“I don’t know.” Jeremy’s voice was low, and I felt his doubt. “He’s still unconscious. EMTs just got here. Local cops are right behind them, I gotta go uh… explain my presence.” The connection was broken.
“She was there,” I said. “Misty was at the scene of what sounds like an attempted murder and arson.”
“She was up there investigating Eva Quaid’s murder for that podcast.” Mason managed to look worried and proud at the same time. “The tenth anniversary edition, I bet.”
“Wait a minute, wait a minute,” I said. “This weekend isn’t just the anniversary of Eva’s disappearance, it’s also that art show that was Paul Quaid’s alibi according to the police report. The one he never misses. He shouldn’t have been home.”
“Bet about now he wishes he wasn’t.”
It was after midnight when we spotted Misty’s Jeep in the other lane coming toward us. Mason flashed the headlights so she’d know it was us, then made a U-turn and sped up behind her.
She pulled onto the shoulder and got out, came running, and hugged my neck like there was no tomorrow. She smelled like smoke, and the terror she’d experienced rippled through her, into me, so I hugged her harder. “Are you okay, baby?” I whispered into her fire-scented hair. God, was it singed?
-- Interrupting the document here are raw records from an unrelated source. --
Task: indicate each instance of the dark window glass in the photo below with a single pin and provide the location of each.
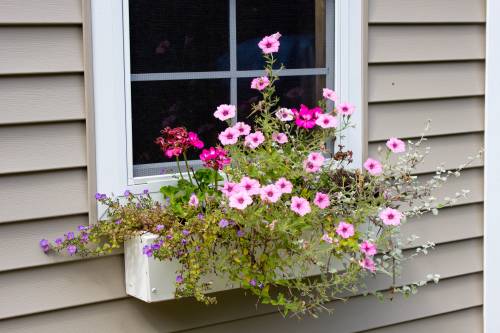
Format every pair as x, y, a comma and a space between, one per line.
188, 103
301, 22
291, 90
179, 35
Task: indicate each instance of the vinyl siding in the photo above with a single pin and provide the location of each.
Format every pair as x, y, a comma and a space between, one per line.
426, 60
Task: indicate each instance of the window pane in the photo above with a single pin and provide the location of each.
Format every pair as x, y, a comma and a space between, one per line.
301, 22
179, 35
292, 91
188, 103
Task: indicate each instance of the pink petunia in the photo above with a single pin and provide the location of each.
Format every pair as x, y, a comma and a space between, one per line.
270, 193
284, 114
251, 186
231, 188
329, 94
229, 136
253, 140
260, 83
270, 44
300, 206
225, 111
368, 264
326, 121
242, 128
390, 216
284, 185
280, 138
368, 248
396, 145
322, 200
345, 230
345, 109
240, 200
373, 167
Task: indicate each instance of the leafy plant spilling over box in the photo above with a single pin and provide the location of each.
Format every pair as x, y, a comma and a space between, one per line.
274, 210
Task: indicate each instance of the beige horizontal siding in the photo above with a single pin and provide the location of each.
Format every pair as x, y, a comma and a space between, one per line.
27, 50
42, 147
415, 43
43, 195
448, 116
423, 81
40, 11
41, 98
426, 11
464, 321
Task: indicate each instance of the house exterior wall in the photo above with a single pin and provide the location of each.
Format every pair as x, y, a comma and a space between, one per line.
426, 60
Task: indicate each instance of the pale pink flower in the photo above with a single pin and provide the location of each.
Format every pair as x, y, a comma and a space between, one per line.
344, 229
373, 167
284, 185
396, 145
240, 200
280, 138
345, 109
225, 111
260, 83
270, 44
242, 128
368, 264
251, 186
329, 94
229, 136
327, 238
327, 121
390, 216
231, 188
300, 206
368, 248
284, 114
270, 193
253, 140
316, 158
193, 200
322, 200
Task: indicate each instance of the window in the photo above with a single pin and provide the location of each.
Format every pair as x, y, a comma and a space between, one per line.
172, 62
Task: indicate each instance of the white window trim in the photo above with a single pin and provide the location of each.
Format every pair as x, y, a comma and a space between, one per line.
109, 83
491, 168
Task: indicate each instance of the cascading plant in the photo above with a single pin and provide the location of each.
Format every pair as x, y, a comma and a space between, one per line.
274, 210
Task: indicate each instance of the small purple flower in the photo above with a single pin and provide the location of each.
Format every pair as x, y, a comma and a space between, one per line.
71, 249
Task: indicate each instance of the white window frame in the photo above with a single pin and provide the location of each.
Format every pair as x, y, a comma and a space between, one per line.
111, 88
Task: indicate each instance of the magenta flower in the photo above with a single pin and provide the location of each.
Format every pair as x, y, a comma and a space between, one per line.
284, 185
300, 206
242, 128
390, 216
345, 109
240, 200
368, 248
373, 167
345, 230
270, 44
329, 94
396, 145
270, 193
260, 83
251, 186
284, 114
253, 140
322, 200
225, 111
229, 136
326, 121
280, 138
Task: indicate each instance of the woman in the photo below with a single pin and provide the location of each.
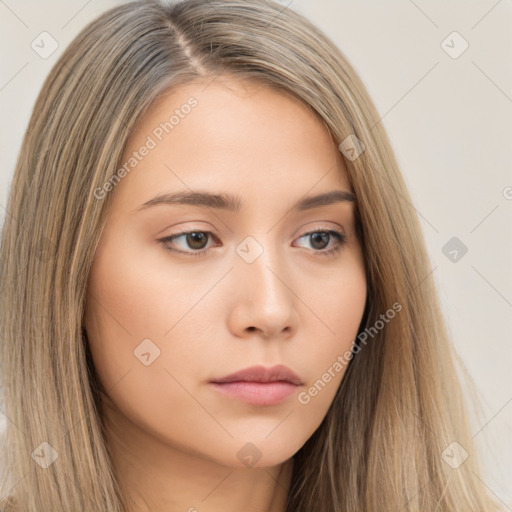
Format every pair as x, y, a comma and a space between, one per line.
230, 300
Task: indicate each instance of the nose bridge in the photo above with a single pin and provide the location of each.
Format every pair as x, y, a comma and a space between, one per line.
264, 284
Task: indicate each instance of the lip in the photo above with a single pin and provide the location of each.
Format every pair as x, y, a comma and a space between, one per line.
258, 385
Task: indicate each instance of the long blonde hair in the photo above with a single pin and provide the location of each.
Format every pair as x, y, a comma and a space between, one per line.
399, 405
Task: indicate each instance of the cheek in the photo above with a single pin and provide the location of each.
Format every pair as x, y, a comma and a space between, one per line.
339, 311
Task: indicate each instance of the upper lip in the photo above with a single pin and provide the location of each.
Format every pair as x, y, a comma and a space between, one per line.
262, 374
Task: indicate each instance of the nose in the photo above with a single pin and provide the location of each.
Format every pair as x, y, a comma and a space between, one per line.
263, 300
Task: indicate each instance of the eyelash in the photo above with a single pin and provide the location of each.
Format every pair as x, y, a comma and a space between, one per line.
341, 241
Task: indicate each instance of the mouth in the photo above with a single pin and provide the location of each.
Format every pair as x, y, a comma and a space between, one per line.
258, 385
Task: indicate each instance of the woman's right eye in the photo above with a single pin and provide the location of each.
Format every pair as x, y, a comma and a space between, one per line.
195, 240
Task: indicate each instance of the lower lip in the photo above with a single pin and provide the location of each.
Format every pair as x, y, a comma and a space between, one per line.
257, 393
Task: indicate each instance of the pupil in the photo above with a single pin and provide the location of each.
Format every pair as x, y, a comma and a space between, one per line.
194, 237
320, 237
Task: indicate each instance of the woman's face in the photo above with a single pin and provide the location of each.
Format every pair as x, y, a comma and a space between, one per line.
278, 281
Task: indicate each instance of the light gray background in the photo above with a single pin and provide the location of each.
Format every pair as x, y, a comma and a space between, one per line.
450, 122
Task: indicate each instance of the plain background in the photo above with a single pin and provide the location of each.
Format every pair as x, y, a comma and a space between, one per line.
450, 123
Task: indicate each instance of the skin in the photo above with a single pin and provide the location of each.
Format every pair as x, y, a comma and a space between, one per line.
174, 438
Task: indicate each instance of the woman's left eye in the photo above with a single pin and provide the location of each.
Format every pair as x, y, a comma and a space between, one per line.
196, 241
“How do you even do this all the time?” she asked, and I had no idea what she was talking about.
She let go of my neck and hugged Mason’s. He was giving her his stern cop face, though. She let go of him and took a step back, which brought her beside her companion, a girl with tight corn rows, and killer eyes. And then she smiled and flashed her braces.
“Hi, Aunt Rache,” she said, trying to look angelic.
“You must be Zig. What the fuck were you doing?”
“Investigating,” Misty answered. “Don’t judge us. You’ve been doing it for years.”
“Well, yeah, but—” Mason began before I cut him off.
“What were you thinking? You could’ve?—”
“I saved a man’s life tonight, Aunt Rache.”
Well, that shut you up, didn’t it?
Sure did, IB. Sure did.
“Look, everything is fine,” Misty said with a softer tone. “We were never there.”
I lifted my brows and sent her a look. “Tell me you didn’t ask Jere to lie for you.”
She said, “I would never ask him to.” But she lowered her eyes when she said it. “Look, we’re exhausted. I just want to get some rest. We can talk about everything else tomorrow.”
“Go to the house we rented for the weekend. I’ll jot down the address.”
“I have it,” Mason said, pulling a card from his pocket.
“But I don’t want?—”
“Look, we can’t be everywhere at once,” I said. “Christy’s there. It’s safe or we wouldn’t have left her alone. Nobody here knows where we’re staying.” I took the card from Mason and tucked it into the pocket of her jacket. “Wait. I have your phones. Christy got them from the dorm room. They’re both dead, but you can take my charger. Don’t plug it in until you’re where you should be. We don’t want it pinging way the hell up here.”
“Okay.”
Mason had retrieved her phone and a charger from our glove box, and he handed them to her. “You heading straight to bed?”
“Zig and I need to decompress first.”
“You sure you don’t need an ER first? You’re hoarse, and you reek of smoke. How much did you take in?”
“A little.”
She didn’t elaborate and the look in her eyes said she wasn’t going to. I was less thrilled about her plan to “decompress” with Zig. The two of them were still digging, and probably had some ill-gotten evidence to examine. What I wouldn’t have given for ten minutes alone in that car.